- Marcelo Pierotti
5 Poemas de Murilo Mendes

Murilo Mendes (1901 – 1975), foi um poeta e prosador brasileiro nascido em Juiz de Fora, MG. Lançou seu primeiro livro, Poemas, em 1930, bastante influenciado pelo Movimento Modernista. Tornou-se um expoente do surrealismo na literatura brasileira, deixando entrever traços cubistas em livros como As Metamorfoses e Mundo Enigma. Ainda flertou com a estética vanguardista em Convergência, obra claramente influenciada pelo Concretismo.

CAVALOS
Pela grande campina deserta passam os cavalos a galope.
Aonde vão eles?
Vão buscar a cabeça do Delfim rolando na escadaria.
Os cavalos nervosos sacodem no ar longas crinas azuis.
Um segura nos dentes a branca atriz morta que retirou das águas,
Outros levam mensagens do vento aos exploradores desaparecidos,
Ou carregam trigo para as populações abandonadas pelos chefes.
Os finos cavalos azuis relincham para os aviões
E batem a terra dura com os cascos reluzentes.

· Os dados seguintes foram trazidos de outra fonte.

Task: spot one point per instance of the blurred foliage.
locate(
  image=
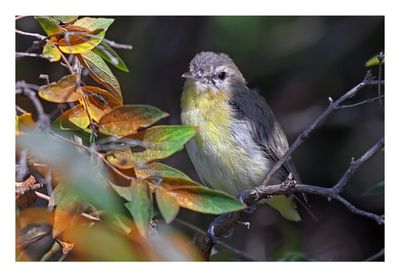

São os restos de uma antiga raça companheira do homem
Que os vão substituir pelos cavalos mecânicos
E atirá-los ao abismo da história.
Os impacientes cavalos azuis fecham a curva do horizonte,
Despertando clarins na manhã.
CANÇÃO DO EXÍLIO
Minha terra tem macieiras da Califórnia
onde cantam gaturamos de Veneza.
Os poetas da minha terra
são pretos que vivem em torres de ametista,
os sargentos do exército são monistas, cubistas,
os filósofos são polacos vendendo a prestações.
A gente não pode dormir
com os oradores e os pernilongos.
Os sururus em família têm por testemunha a Gioconda.
Eu morro sufocado
em terra estrangeira.
Nossas flores são mais bonitas
Nossas frutas mais gostosas
Mas custam cem mil réis a dúzia.
Ai quem me dera chupar uma carambola de verdade
e ouvir um sabiá com certidão de idade!
ESTUDO Nº 6
Tua cabeça é uma dália gigante que se esfolha nos meus braços.
Nas tuas unhas se escondem algas vermelhas,
E da árvore de tuas pestanas
Nascem luzes atraídas pelas abelhas.
Caminharei esta manhã para teus seios:
Virei ciumento do orvalho da madrugada,
Do tecelão que tece o fio para teu vestido.
Virei, tendo aplacado uma a uma as estrelas,
E, depois de rolarmos pela escadaria de tapetes submarinos,
Voltamos, deixando madréporas e conchas,
Obedecendo aos sinais precursores da morte,
Para a grande pedra que as idades balançam à beira-nuvem.
EXPLOSÕES
A ode explode. O bode explode.
O Etna explode. O erre explode.
A minha explode. A mitra explode.
Tudo agora e amanhã explode.
Exceto a Bomba: o homem não pode.
O homem não pode. O homem não pode. O homem não pode.
*
O homem pode:
Soltar a vida. Fuzilar a Bomba. Reinventar a ode.
LA NIÑA DE LOS PEINES
Sua voz:
Esta é a própria flecha da alma
Vertical na sua origem,
Forçada a se transformar em curvas,
Abrindo a lamentação
Que nasce no deserto anterior
E provoca à sua passagem o eco andaluz.